In 2018, Multiobus already was the first private operator in Belgium to purchase electric buses. At the time, it involved two vehicles from Ebusco as well. So now that the total amount is twelve, means that 12 percent of the fleet is electrified. “We intend to purchase solely electric buses from 2020 onwards. A vehicle lasts about fifteen years, so by 2035 we could be fully electric.”

Better than expected

The first step in the transition to zero emissions went better than expected three years ago, says Van Mullem. “We had planned to not set the bar too high with the first two Ebuscos 2.1, because it was a new technology for us after all. But we already achieved our target on the first day and they are still performing better than expected.” The target of 50,000 electric kilometres on an annual basis was therefore comfortably achieved.

The CEO’s confidence in the ten new 2.2s from the Dutch bus manufacturer is therefore high. “With the 360 kWh battery, we can achieve a greater range,” he cites as one of the advantages. “We have cameras instead of side mirrors, USB connections and wifi. The technical points have been greatly improved, as has the finish. It only took one and a half days to make the bus ICT-ready. Other manufacturers could take this as an example.

Plug-in charging

Ebusco was chosen partly because the manufacturer managed to market a product that matched Multiobus’ requirements, says Van Mullem. “That a reasonably simple, but solid battery bus can handle quite a lot of work. Ebusco has no history with diesel buses, so they have a head start in technology. They look beyond today and tomorrow.” Plug-in charging was his preferred option because Multiobus does not specifically focus on urban transport. “That’s why I never really believed in pantograph solutions.”

Van Mullem expects depot charging to become increasingly interesting. “Buses with larger batteries are gradually taking a larger market share,” he says. With that in mind, he says, “the lingering and waiting” on the road to zero emission bus transport may very well play to Belgium’s advantage. “But to be honest, in the Netherlands you have been able to gain so much experience in recent years,” he adds. Multiobus therefore looked not only to Sweden but also at experiences with zero emission in the Netherlands.

Challenges

“We still are only in the first phase here. Many operators are now turning their attention to what needs to be done to get one in four buses running on electricity. With ten new buses, we are only now seriously scaling up. By Dutch standards, that’s hardly anything.”

With Ebusco and Heliox, Multiobus has now found good partners in the vehicle field, says Van Mullem. “But outside the vehicles, it’s going to be a big challenge.” The transition to zero emission creates a different organisation. “How do we deal with energy? How can we work cost-efficiently so that the TCO becomes and remains interesting? We work with solar panels for the generation and temporary storage in batteries. We will also have to share some of these systems with other partners.”

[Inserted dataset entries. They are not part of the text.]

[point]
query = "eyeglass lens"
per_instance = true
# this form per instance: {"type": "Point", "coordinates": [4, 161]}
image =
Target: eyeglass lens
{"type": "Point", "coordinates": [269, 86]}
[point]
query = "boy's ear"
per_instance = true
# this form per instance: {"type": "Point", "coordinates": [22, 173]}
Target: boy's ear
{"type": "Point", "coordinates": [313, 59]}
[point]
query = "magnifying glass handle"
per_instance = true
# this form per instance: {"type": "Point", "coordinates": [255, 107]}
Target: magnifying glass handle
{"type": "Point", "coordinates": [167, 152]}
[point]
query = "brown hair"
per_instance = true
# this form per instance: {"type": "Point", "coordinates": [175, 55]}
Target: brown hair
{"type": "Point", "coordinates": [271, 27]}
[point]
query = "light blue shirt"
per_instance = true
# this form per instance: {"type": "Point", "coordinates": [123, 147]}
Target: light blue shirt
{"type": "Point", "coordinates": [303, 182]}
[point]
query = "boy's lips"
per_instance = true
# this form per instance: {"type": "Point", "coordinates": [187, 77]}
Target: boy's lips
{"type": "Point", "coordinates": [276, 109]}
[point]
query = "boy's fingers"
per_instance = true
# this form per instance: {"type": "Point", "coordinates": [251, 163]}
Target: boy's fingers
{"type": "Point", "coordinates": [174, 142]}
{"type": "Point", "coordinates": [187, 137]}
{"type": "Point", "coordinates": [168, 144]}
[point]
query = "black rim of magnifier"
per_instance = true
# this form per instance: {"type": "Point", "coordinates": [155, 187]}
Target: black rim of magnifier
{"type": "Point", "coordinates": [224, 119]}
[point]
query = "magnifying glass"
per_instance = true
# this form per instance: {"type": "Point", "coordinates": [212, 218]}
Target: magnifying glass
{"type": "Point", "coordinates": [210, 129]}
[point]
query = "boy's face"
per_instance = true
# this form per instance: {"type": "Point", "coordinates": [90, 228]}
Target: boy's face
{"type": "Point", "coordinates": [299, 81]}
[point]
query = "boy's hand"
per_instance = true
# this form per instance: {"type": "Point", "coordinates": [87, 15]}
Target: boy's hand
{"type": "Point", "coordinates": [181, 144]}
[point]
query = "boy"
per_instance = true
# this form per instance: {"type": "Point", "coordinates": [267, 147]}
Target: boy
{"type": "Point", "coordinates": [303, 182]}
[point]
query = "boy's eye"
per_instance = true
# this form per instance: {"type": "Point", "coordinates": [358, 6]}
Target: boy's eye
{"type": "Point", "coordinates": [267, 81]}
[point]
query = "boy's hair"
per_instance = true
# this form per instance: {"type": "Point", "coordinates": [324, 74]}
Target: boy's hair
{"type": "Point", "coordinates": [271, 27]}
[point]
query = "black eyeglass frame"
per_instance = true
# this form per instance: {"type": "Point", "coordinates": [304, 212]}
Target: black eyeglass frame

Multiobus is currently participating in several research projects on charging solutions, including bidirectional charging. “We are also trying to do our part in this process. Even if we have to focus primarily on our core business: public transport. We are only a small player, but we hope to remain in the pioneering role for as long as possible and keep up with the trends and evolution towards zero emission bus transport.”